Joubert Horn, owner of the Joubert Horn Boer Goat Stud, has high hopes for the future of the breed in South Africa and abroad. He spoke to Janine Ryan.

- Janine Ryan

A Boer goat stud on the rise

Joubert Horn, owner of the Joubert Horn Boer Goat Stud, didn't initially plan on becoming a farmer.

"I don't come from a farming background," he says. "My father, a lawyer, had a small piece of land on which some Boer goats roamed when I was growing up, but he wasn't a farmer."

Horn was born and raised in Burgersdorp in the Eastern Cape, and it was only at university that his interest in farming was piqued.
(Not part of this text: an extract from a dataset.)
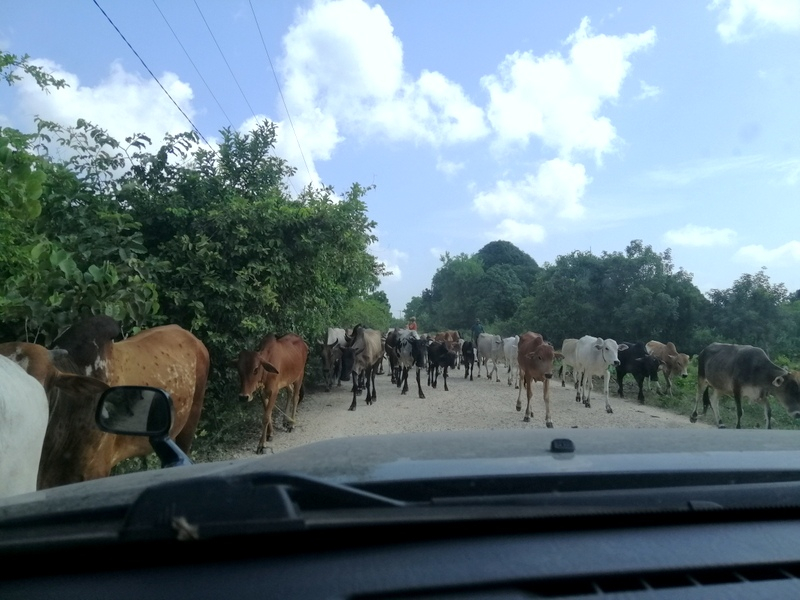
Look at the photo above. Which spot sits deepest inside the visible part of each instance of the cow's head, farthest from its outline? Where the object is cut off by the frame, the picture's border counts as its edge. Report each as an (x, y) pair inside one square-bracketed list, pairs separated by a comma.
[(252, 371), (540, 359), (609, 350), (787, 389)]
"Many of my friends came from farming backgrounds, and as I interacted with them, I began to grow an interest in farming."

It was this influence that eventually led Horn to approach his father in 2010 about farming the Boer goats on his land.
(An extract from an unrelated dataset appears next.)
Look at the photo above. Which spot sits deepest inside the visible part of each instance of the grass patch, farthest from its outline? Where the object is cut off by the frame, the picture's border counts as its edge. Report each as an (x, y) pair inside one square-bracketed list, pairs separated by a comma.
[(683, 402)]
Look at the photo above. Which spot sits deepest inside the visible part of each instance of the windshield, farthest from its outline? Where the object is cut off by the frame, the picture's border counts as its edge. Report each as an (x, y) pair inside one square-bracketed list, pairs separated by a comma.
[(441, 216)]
"When my interest in farming began, I started self-studying farming and learning as much as I could about the Boer goat. I had developed a real passion for the breed," says Horn. "There is nothing more beautiful than a Boer goat ram walking in the veld between the trees."
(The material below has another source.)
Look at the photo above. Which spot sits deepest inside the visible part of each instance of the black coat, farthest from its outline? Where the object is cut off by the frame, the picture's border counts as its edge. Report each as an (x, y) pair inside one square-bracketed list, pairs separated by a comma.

His father agreed to his proposition.

"He told me that I could buy half the flock, and then we would farm the goats together."

At the time, Horn was playing rugby abroad. He used the money he earned from this to pay off his father for his share of the flock.

In 2015, Kobus Lötter, a well-known name in the Boer goat fraternity in South Africa, came to the farm and helped the Horns select the best ewes of the flock. At the time, there were between 200 and 300 ewes on the farm; under Lötter’s guidance, this was whittled down to around 50 ewes.

"From then on, I selected goats every year for breeding," says Horn.